11. SUBSEQUENT EVENTS
In October 2016, the Company entered into an agreement with STX to terminate the contracts for four VLCC newbuildings due for delivery in 2017. The contracted price of these vessels was $364.3 million, of which the Company has paid installments of $45.5 million. Following the contract terminations, the Company has been released of any and all obligations relating to the contracts, and has received all installment payments made to STX, less a $0.5 million cancellation fee per vessel. The Company recorded a loss of $2.8 million related to the contract terminations in the third quarter.
In November 2016, the Company agreed with Ship Finance to terminate the long term charter for the 1998 built VLCC Front Century. Ship Finance simultaneously sold the vessel to an unrelated third party. The Company expects the vessel to cease operating as a conventional tanker and the charter with Ship Finance will terminate in the first quarter of 2017. The Company has agreed a compensation payment to Ship Finance of approximately $4 million for the termination of the current charter. Following this termination, the number of vessels on charter from Ship Finance will be reduced to 12 vessels, including 10 VLCCs and two Suezmax tankers.
In November 2016, the Company announced a cash dividend of $0.10 per share for the third quarter of 2016.
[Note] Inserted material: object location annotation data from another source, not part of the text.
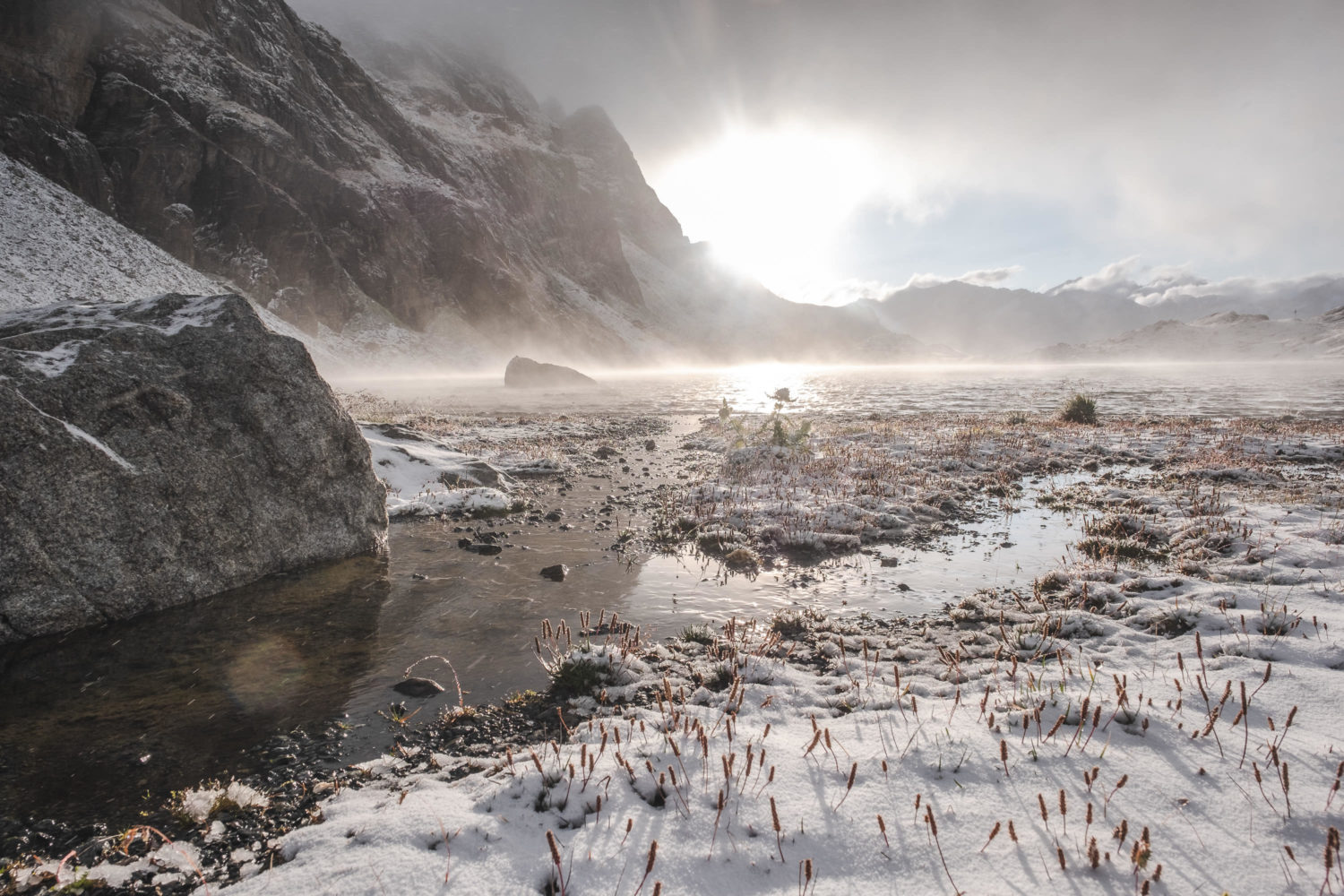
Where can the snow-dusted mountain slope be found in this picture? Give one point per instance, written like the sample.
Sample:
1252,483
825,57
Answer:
995,323
54,247
1225,336
430,206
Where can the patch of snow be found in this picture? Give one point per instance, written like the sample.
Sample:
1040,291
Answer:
80,435
426,477
54,247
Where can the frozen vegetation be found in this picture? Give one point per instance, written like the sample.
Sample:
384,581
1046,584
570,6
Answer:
1158,713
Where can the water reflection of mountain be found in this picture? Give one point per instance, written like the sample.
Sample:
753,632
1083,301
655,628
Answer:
93,720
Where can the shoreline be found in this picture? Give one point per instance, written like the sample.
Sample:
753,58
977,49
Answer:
1110,613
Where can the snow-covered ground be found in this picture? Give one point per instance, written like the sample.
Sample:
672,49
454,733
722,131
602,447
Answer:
54,247
1159,715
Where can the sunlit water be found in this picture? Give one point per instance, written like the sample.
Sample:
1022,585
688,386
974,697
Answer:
97,720
1163,390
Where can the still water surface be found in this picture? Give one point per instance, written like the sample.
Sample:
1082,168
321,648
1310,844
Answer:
94,721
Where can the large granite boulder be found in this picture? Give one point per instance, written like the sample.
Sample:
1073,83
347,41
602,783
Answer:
164,450
523,373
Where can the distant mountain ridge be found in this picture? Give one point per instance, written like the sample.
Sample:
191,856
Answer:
422,204
1004,324
1225,336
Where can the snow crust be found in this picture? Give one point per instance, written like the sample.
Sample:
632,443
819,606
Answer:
54,247
426,477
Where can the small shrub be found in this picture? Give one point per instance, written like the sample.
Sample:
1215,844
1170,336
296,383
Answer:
795,624
698,634
1080,409
578,677
741,559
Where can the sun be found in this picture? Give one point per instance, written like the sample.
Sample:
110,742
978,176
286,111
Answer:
771,202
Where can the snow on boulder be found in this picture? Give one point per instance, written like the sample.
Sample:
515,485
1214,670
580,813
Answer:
425,476
523,373
163,450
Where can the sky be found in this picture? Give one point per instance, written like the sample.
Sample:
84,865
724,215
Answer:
843,148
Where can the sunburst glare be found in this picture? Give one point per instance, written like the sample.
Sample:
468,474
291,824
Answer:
771,203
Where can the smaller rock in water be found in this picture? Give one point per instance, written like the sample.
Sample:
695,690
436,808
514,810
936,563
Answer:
418,686
523,373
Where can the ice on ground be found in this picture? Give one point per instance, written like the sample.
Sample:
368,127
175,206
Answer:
1123,727
425,476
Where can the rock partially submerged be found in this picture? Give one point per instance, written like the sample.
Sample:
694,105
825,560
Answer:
164,450
523,373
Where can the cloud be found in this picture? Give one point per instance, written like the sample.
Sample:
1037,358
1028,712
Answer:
1175,284
988,277
1196,131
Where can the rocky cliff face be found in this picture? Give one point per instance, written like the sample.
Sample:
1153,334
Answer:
164,450
429,203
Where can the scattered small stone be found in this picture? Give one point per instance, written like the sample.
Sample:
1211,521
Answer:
418,686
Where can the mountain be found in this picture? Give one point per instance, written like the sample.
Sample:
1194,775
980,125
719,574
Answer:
1226,336
59,249
995,323
417,206
1004,324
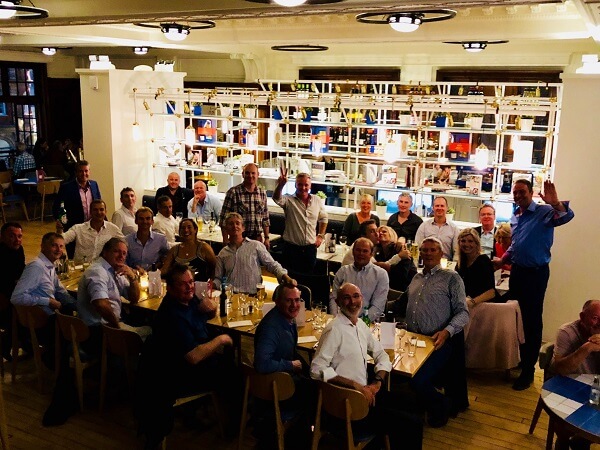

In November 2016, the Company secured a commitment for a senior secured term loan facility in an amount of up to $321.6 million. The facility will be provided by China Exim Bank and will be insured by China Export and Credit Insurance Corporation. The facility matures in 2033, carries an interest rate of LIBOR plus a margin in line with Frontline's existing loan facilities and has an amortization profile of 15 years. The facility will be used to partially finance eight of our newbuildings and will be secured by four Suezmax tankers and four LR2 tankers. The facility is subject to final documentation.